#plottingscheme — Public Fediverse posts

It's been a while since I wrote a report on the progress of #GRASP

In large part, it's because things haven't been going too well lately. The fact that I no longer commute to work by train has a negative impact on my productivity.

I will likely start renting a co-working office starting next month. I'm also in the process of switching jobs.

So, my last few weeks were a kind of a mental diarrhea, when I was figuring out what to do next.

So I had a lot of ideas and very little accomplishments.

My current attitude is that in order to finish GRASP, I will have to start developing it from scratch. Maybe not entirely from scratch, because I think some parts of its design are completely fine, but I will probably start a new project, and just move some bits of the old one as I'll be needing them.

But this also leads me to the position of figuring out certain current shortcommings of GRASP. One of the problems is that I'm unable to run it in the browser. So last week I made a very simple Scheme to JS translator. (I call it jsssssssss, which stands for "JavaScript Scrounged from a Sophisticated Superset of a Simple Subset of Scheme or Something Similar")

Another thing is that I'd like to decouple GRASP from Kawa, and possibly be able to run it on top of other Scheme implementations. But I don't want to give up on the affordances that I get from Kawa, and in particular its type system, and so I'm looking for a way to transplant that system to some other Schemes, refining it along the way. It consists of a few components, including
- a subsystem for interface-based object-orientation
- a record system
- type signatures

The system is going to be very similar to what I developed on top of Kawa, and described a while ago around here (under the #PlottingScheme tag). I originally thought of making a #lang for Racket, because I was hoping that I could use RacketScript to target the browser, but it turned out that RacketScript doesn't really suit my needs.

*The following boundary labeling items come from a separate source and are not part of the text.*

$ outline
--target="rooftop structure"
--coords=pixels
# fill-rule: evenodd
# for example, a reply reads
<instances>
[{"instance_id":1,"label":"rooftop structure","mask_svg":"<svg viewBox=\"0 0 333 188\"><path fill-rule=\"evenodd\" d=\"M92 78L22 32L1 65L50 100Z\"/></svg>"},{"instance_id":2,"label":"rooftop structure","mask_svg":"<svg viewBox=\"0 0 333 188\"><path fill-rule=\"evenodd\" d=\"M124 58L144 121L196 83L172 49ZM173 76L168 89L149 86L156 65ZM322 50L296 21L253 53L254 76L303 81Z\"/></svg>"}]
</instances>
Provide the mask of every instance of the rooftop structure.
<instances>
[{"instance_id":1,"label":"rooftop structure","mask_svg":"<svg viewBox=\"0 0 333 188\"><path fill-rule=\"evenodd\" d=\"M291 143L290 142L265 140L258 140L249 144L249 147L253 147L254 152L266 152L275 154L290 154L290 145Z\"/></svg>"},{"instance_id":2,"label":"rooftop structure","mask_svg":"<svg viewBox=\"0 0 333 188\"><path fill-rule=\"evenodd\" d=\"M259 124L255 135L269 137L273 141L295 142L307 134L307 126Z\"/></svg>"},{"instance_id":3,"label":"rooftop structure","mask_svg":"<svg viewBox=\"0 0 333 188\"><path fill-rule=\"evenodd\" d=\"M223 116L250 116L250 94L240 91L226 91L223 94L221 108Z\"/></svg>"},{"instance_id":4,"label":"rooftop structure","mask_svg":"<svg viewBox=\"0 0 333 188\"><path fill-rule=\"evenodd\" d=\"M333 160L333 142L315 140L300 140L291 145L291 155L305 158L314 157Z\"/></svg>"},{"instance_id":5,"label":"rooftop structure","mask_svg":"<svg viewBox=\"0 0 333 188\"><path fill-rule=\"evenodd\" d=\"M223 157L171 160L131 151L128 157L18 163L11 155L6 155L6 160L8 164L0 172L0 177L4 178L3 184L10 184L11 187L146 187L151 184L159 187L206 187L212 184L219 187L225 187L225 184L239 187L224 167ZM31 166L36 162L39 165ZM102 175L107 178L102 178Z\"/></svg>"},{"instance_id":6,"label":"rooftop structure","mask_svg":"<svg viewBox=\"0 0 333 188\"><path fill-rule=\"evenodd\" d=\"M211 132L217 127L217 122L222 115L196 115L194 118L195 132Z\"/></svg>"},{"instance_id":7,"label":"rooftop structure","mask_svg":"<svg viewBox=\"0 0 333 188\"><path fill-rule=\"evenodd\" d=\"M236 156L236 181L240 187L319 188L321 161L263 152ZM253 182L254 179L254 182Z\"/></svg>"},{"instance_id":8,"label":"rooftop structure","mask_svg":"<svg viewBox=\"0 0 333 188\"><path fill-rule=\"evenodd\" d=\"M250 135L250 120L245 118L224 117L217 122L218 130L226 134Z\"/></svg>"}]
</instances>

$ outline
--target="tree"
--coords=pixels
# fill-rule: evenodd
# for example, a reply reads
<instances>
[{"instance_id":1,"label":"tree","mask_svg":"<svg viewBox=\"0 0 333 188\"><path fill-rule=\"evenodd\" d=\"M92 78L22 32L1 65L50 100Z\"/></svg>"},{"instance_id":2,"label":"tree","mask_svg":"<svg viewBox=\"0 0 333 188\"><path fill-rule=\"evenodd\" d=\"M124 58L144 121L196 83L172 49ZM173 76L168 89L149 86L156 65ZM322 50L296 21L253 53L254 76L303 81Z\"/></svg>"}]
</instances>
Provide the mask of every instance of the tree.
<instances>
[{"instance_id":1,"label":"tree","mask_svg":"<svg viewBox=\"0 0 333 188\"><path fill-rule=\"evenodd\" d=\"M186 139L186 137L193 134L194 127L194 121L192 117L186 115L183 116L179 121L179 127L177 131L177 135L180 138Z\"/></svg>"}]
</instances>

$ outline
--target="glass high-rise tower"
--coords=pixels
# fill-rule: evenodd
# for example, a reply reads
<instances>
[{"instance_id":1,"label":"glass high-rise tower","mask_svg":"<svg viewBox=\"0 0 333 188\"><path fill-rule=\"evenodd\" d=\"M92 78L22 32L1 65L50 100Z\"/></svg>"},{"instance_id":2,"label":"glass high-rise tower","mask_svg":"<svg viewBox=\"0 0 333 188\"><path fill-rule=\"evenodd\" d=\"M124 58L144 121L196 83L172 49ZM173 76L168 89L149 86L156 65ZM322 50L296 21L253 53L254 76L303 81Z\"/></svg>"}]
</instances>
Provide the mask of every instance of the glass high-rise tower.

I still think of targetting Racket though, because it has its own object-orientation system that I think aligns fairly well with that of Kawa.

I would of course also want to have that system available in jsssssssss, and perhaps I will also try to make a version that works with Chez.

The system's name is POORMANS, which stands for Portable Object-Orientation/Reflection Module Across Numerous Schemes.

The development of jsssssssss made me revisit the old compiler that I wrote for my...

When I was first learning Lisp, I was reading the book "Successful Lisp" by Daniel Lamkins.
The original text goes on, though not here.